Çekiç ve insan seslerinin birbirine karıştığı bu sokaklarda, 3 metrekarelik bir dükkan dikkat çekiyor. Tek koltuğun sığdığı bu dükkana hayat veren ise 78 yaşındaki berber Sait Bingöl. Bingöl, 69 yıldır eski usul aletlerle saç ve sakal kesimi yapıyor.
TÜRKÇE BİLMEDİĞİ İÇİN BAŞLAYAN BİR HİKAYE...
Berber Bingöl, çayın gelmesini beklerken tıraş aletlerini inceliyorum. Her birinin bir hikayesi olduğunu tahmin ettiğim bu aletlerin dışında neredeyse hiç elektrikli makine yok. Ustasından kalan bu aletler arasında 150 yıllık olanlar bile var. Çay da gelince dükkanın önündeki taburelere oturup, sohbet etmeye başlıyoruz.
Bingöl, okuldan alınıp berberin yanına çırak verildiğinde 7 yaşında olduğunu söylüyor. Okuldan alınma hikayesi ise birçok Kürt çocuğunun yaşadıklarıyla benzerlik gösteriyor: "Ben hiç Türkçe bilmiyordum. Öğretmen de ısrarla Türkçe cevap vermemi istiyordu, vermeyince de beni dövdü. Ailem de beni okuldan aldı."
Sait Bingöl okuldan alınma hikayesini anlatırken yan tarafta bizi dinleyen esnaf araya giriyor ve "Xalê Sait, sen halen Türkçe bilmiyorsun" diyor.
‘SUR’DA KİMİ TANIYORSAM HEPSİ PERİŞAN OLDU’
10 yıl çıraklık yapan Bingöl, ilk dükkanını Yanık Çarşı'da (Çarşiya Şewitî) açmış. Askere gidip geldikten sonra Suriçi'ndeki bu küçük dükkana geçmiş.
Dükkan sahiden küçücük.

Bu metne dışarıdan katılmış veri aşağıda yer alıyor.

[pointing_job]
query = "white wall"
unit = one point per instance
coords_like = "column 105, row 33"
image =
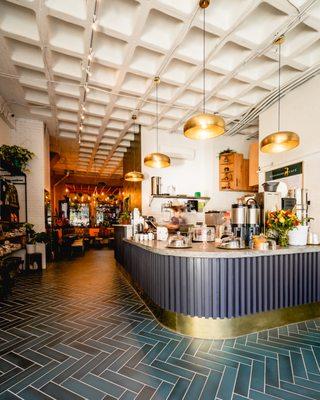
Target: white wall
column 30, row 134
column 46, row 155
column 5, row 133
column 300, row 111
column 200, row 174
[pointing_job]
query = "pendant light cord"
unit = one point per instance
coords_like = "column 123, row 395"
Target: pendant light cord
column 157, row 116
column 204, row 61
column 279, row 86
column 134, row 145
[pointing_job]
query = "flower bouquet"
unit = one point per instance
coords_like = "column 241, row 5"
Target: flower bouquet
column 279, row 223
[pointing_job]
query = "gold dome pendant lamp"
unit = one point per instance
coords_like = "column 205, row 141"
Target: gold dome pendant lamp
column 157, row 160
column 280, row 141
column 204, row 125
column 134, row 176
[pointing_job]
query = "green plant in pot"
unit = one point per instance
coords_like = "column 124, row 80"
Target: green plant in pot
column 279, row 223
column 16, row 157
column 42, row 237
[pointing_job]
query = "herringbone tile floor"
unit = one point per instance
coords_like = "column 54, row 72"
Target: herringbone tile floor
column 81, row 332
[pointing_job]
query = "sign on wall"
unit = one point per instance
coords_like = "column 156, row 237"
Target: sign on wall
column 292, row 175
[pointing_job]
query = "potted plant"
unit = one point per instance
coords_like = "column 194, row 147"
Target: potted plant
column 125, row 218
column 30, row 235
column 299, row 235
column 41, row 240
column 15, row 156
column 280, row 223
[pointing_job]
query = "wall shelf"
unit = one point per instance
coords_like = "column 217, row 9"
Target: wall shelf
column 181, row 197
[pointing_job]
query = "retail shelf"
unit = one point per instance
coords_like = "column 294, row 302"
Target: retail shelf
column 178, row 196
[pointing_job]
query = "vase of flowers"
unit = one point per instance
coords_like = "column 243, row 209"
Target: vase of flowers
column 280, row 223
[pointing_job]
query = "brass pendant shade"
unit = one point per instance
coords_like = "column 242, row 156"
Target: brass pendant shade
column 204, row 126
column 134, row 176
column 279, row 142
column 157, row 160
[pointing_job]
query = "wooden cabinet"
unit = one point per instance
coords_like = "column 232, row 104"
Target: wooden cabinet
column 234, row 173
column 254, row 164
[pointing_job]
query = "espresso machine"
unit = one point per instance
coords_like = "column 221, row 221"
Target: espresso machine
column 245, row 220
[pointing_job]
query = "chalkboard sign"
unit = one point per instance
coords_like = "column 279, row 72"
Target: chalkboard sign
column 284, row 172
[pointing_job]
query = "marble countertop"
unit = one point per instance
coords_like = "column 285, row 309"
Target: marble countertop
column 210, row 250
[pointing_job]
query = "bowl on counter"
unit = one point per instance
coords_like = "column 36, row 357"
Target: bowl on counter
column 270, row 186
column 233, row 244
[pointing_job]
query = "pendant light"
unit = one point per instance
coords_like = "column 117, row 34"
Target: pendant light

Daha büyük bir dükkana taşınmayı da hiç düşünmemiş. "Gençler buranın bir ruhu olduğunu bilmiyor" diyor Bingöl ve şunları anlatıyor:
"Eskiden buralar gece 23.00'a kadar açık ve canlıydı. Benim gençliğim burada geçti, en iyi arkadaşlıklarımı buradan edindim. Hepimiz yaşamını idame ettirmeye çalışan aynı halkın parçalarıydık. Bu küçücük dükkan da bana yetti. Hiçbir zaman daha büyük, daha konforlu bir dükkan istemedim. Sur yıkıldıktan sonra neredeyse kimse kalmadı. Aylarca dükkanımıza gelemedik. Bazıları gitti, gitmek zorunda kaldı. Evleri yıkılanlar oldu, onlar ya başka şehirlere, köylere ya da TOKİ'lere gittiler. Bazıları öldü, bazıları da mahalleyi terk etti zaten. Kimi tanıyorsam hepsi perişan oldu."
‘NE KADAR AZ MASRAF, O KADAR AZ FİYAT’
Çevredeki esnaf da sohbete dahil oluyor ve konu ekonomiye geliyor. Bir esnaf Bingöl'ün saç tıraşına 10 TL zam yaptığını söylüyor. Bingöl, her şeye zam geldiğini hatırlatarak, berberlerin de fiyatları arttırmak zorunda kaldığını söylüyor.
"Ben küçük bir esnaf olsam da piyasadan haberdarım" diyen Bingöl, "Hayat artık çok pahalı fakat büyük bir salonu olan berberler bin tane yanarlı dönerli ışık taktırıyor dükkana. Böyle olunca elektrik çok geliyor onu da müşteriden çıkarıyorlar. Ya da yeni çıkan bir sürü saç bakımı saçmalığı var, onlar da çok pahalı, onu da müşteriden çıkarıyor. Benim ya da buradaki esnafın onlara nazaran fiyatları düşük çünkü saçı sakalı kesip, leğende yıkıyoruz. Ne kadar az masraf o kadar az fiyat" diyor.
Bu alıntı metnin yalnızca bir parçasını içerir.